Qld Government hikes fines for OH&S offences


Queensland businesses warned to tighten compliance or tighten belts after the Government hikes fines

By Troy Bilsborough of Queensland Business Review

Queensland businesses are being warned to tighten up compliance or tighten their belts after the State Government announced it will be putting fines up across the board.

Much of the hype around the decision to date has focussed on traffic offences, however the planned increase for one penalty unit – the measure on which fine scales are based – from $75 to $100 will see all fines rise across all government departments.

Industrial Relations Minister John Mickel’s address to Parliament in Monday’s Question Time confirmed this, with on-the-spot fines for Workplace Health and Safety breaches such as failing to secure a ladder to a wall or unsafely working with asbestos to increase from $1,200 to $1,600.

Under current WH&S legislation each offence is worth 16 units each.

All State Government fines will rise on January 1, 2009. It is the first time the State Government has increased the value of its penalty units in almost a decade.

The change will bring Queensland closer into line with other states and territories.

Mickel told the house he was "pleased that at last penalty points have been raised".

"It is important that… penalty rates will be increased for those who engage in unsafe work practices," he says.

But Shadow Treasurer Tim Nicholls says this just another tax grab in the wake of the last week’s slashing of the State’s Budget surplus, estimating the exercise will earn an extra $70 million in revenue for the Bligh Government - a 32 percent increase on the $219 million collected last year.

He says this is just further evidence the State Government treats the people of Queensland as its "own personal ATM".

Business representatives such as Commerce Queensland and the Australian Industry Group have expressed additional concerns about the lack of communication that has accompanied the increases so far.

They anticipate a number of businesses will be unaware this is a whole-of-government hike.

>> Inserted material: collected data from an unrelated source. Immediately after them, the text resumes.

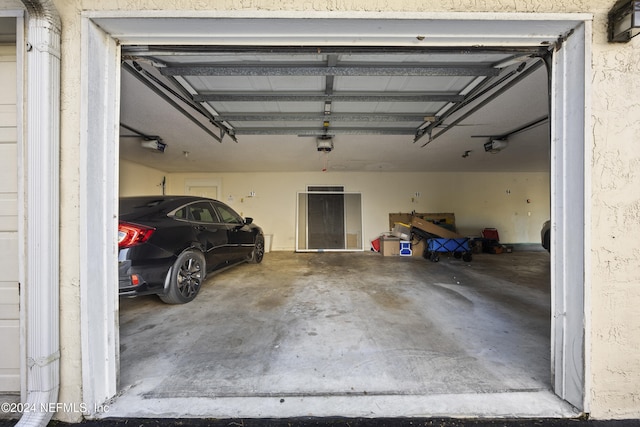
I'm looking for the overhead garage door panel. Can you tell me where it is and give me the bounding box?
[0,46,18,393]
[0,319,19,391]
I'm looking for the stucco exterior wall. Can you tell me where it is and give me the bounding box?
[589,7,640,419]
[44,0,640,421]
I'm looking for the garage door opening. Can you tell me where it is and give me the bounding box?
[80,13,588,419]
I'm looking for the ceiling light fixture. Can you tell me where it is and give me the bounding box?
[609,0,640,42]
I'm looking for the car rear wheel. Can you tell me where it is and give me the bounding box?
[543,230,551,252]
[248,235,265,264]
[160,250,205,304]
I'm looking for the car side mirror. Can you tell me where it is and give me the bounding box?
[244,217,253,225]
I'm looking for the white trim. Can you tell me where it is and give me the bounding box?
[81,12,590,417]
[0,7,26,398]
[84,11,592,47]
[184,178,222,198]
[79,17,120,416]
[83,9,593,21]
[549,21,589,411]
[0,9,24,18]
[296,191,364,252]
[7,8,27,403]
[581,19,593,415]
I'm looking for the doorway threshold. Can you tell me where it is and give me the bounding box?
[99,389,578,419]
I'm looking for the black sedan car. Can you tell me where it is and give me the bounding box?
[118,195,264,304]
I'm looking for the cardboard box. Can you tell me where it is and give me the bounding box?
[388,213,414,230]
[347,233,359,249]
[389,212,456,231]
[411,216,464,239]
[411,239,426,258]
[422,212,456,226]
[380,236,400,256]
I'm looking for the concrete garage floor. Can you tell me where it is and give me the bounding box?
[105,249,578,420]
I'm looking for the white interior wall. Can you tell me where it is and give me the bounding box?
[119,164,550,248]
[119,159,167,197]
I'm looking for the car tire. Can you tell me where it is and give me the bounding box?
[543,230,551,252]
[159,250,206,304]
[248,235,265,264]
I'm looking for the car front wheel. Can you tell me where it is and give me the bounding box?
[248,235,265,264]
[160,250,205,304]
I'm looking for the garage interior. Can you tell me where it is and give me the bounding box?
[111,250,580,418]
[106,30,582,419]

Workplace health and safety is where business will be hit hardest, with the maximum financial penalty for breaches causing multiple deaths to rise from $150,000 to $200,000 and breaches causing death or grievous bodily harm $75,000 to $100,000.

The maximum for all other WH&S breaches where there is failure to discharge obligations will rise between $12,500 and $18,750.

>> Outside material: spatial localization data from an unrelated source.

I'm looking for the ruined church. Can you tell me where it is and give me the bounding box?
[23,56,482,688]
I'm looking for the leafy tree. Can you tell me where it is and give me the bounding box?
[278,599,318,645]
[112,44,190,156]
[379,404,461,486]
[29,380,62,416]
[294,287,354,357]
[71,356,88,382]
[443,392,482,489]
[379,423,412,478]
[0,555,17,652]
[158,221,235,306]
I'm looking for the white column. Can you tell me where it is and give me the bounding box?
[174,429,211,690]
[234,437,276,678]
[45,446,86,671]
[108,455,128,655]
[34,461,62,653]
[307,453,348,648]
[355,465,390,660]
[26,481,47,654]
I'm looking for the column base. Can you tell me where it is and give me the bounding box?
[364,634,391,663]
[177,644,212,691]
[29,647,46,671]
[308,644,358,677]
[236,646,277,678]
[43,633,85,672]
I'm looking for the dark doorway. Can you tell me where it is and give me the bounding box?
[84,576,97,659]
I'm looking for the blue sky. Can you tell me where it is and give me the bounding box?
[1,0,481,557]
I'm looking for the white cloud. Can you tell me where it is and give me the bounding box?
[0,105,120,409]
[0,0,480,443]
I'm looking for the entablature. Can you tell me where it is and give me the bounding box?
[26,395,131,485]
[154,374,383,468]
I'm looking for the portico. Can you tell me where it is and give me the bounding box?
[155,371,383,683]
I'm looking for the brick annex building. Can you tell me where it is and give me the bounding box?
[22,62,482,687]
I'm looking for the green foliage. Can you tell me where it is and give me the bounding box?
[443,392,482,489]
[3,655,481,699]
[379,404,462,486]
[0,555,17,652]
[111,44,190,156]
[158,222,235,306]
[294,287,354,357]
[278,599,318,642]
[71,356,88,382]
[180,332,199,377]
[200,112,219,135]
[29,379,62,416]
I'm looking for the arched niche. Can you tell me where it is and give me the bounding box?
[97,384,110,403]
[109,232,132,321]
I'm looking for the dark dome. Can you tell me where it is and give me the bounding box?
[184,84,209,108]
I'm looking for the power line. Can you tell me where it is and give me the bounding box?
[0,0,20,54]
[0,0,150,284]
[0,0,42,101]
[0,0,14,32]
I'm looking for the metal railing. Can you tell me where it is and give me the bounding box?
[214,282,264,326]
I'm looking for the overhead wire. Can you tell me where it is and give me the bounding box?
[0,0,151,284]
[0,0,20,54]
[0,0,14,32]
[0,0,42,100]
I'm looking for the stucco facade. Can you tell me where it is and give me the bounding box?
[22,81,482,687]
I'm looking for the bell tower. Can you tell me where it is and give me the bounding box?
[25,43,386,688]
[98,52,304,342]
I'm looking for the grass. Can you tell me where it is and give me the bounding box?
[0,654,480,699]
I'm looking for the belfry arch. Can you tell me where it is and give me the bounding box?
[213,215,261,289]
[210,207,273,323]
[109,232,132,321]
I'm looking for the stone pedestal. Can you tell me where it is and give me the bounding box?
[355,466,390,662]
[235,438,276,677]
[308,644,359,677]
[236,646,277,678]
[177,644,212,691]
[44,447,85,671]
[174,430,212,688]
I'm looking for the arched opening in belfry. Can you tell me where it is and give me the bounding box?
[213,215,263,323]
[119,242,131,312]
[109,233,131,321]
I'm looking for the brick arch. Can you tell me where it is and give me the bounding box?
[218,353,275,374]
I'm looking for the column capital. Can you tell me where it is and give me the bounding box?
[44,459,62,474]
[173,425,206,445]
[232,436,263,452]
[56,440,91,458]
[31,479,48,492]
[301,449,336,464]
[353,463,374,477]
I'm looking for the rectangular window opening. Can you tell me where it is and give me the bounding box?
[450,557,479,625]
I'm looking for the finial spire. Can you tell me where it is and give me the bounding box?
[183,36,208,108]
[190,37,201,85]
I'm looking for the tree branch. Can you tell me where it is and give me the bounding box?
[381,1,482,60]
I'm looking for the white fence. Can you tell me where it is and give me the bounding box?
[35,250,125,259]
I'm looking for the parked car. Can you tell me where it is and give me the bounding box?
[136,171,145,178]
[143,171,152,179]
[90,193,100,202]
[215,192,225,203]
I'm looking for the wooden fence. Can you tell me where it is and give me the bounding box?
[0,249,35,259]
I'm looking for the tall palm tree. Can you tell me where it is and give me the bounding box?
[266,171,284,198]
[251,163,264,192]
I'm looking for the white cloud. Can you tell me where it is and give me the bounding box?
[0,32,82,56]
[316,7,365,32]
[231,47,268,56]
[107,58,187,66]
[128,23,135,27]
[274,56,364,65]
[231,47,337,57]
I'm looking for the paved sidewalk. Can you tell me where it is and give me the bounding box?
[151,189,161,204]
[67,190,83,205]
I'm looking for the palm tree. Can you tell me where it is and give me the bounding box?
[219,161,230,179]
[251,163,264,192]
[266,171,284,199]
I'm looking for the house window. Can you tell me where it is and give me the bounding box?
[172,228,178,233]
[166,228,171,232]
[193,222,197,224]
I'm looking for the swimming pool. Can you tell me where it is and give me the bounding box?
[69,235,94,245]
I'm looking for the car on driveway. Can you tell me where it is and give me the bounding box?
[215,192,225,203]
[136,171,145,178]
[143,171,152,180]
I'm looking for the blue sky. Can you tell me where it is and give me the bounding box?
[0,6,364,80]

Furthermore, under the proposed the National OHS Review penalties would increase further, with offences to be administered against a three-tier approach.

Under a harmonised national system fines for corporations and individuals would rise to maximum of penalties of $500,000 and $100,000 for the lowest category and $3 million, $600,000 or up to five jails for the worst cases.

And while the rate for first-timer WH&S offenders generally falls between 10 and 15 percent of the maximum penalty, Freehills Employment Relations Partner Harold Downes says it will still be a shock for those businesses unaware their actions are at fault.

On a positive note he says the report’s recommendation for the onus of proof to be shifted back onto prosecutors in OHS cases will offset this somewhat.

The same good news can not be afforded to those caught in breach of water restrictions, with refusal to replace or amend a Water Efficiency Management Plan (WEMP) rising from $37,500 to $50,000.

Failure to comply with a WEMP will now warrant a maximum penalty of $166,500, up $41,626.

A spokesperson for the Department of Employment and Industrial Relations says the Government is taking a whole-of-government communication approach on the issue.

January 1 also marks the start of new council powers regarding the regulation of environmental issues such as minor water, noise, air, dust, odour and light pollution.

As part of the legislation, on the spot fines have increased to $1,500 for a corporation and $750 for an individual, while wilful and non-wilful contravention of these provisions will warrant penalties of $62,625 and $22,500.

Council have, however, been given the right to set the value of these penalties how they see appropriate, prompting speculation they could increase in a similar.